Hobyte

Migrating My Obsidian Docs

I really like the concept of obsidian and use it to store my ideas and notes. It makes it really easy to connect notes and tag them to keep an overview. Basically, you can add tag and links to other notes everywhere in a note. This can be in the text or in a header that stores additional metadata. In the past I used this to create my own header for notes that contains tags and links for that note. It could look a bit like this:

#code [[linux]] #python #architecture
***

This renders nicely, as the *** are shown as a separating line, so tags/links and the content of the note are nicely separated. But obsidian now introduced bases, database like tables that can be used to view, sort and filter files by their properties. But they can only read the properties of notes if they are included as YAML frontmatter.
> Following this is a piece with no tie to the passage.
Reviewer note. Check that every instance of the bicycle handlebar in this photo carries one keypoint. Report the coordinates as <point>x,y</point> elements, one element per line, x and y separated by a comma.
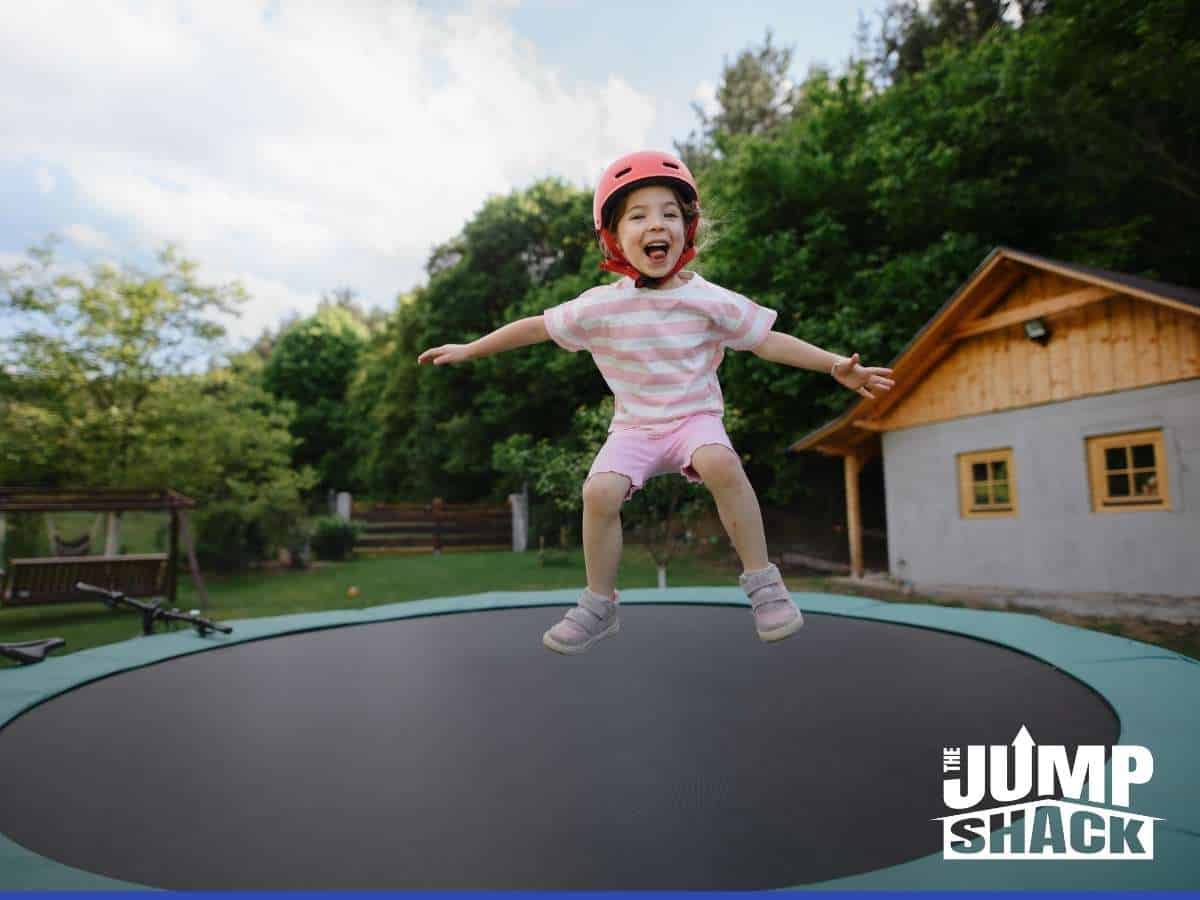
<point>151,612</point>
That is basically a yaml block at the top of the note surrounded by ---:

---
title: Websockets with envoy
tags:
  - networks
  - software
  - distributed systems
source: https://www.envoyproxy.io/docs/envoy/latest/start/sandboxes/websocket
links:
  - https://slack.engineering/migrating-millions-of-concurrent-websockets-to-envoy/
---

This is not the same format as I had, but it is more flexible and contain much more information such as links and the date of creation. So I wanted to migrate all my notes to this format. But how could I do that? I could use an AI tool, but that isn’t reliable all the time and can mess thinks up, so I decided to use the the help of AI and create a python script that will perform the conversion:

  1. Extract the header from the note

  2. Find and extract all tags

  3. Find and extract all links

  4. create the new YAML frontmatter with the links and tags

  5. replace the old header with the frontmatter

And this is what I came up with:

import re
import pathlib

header_regex = r'.*\n\*\*\*'
tag_regex = r'\#\S*'
link_regex = r'\[\[.*\]\]'

source_folder = pathlib.Path('./permanent')
target_folder = pathlib.Path('../notes-new/permanent')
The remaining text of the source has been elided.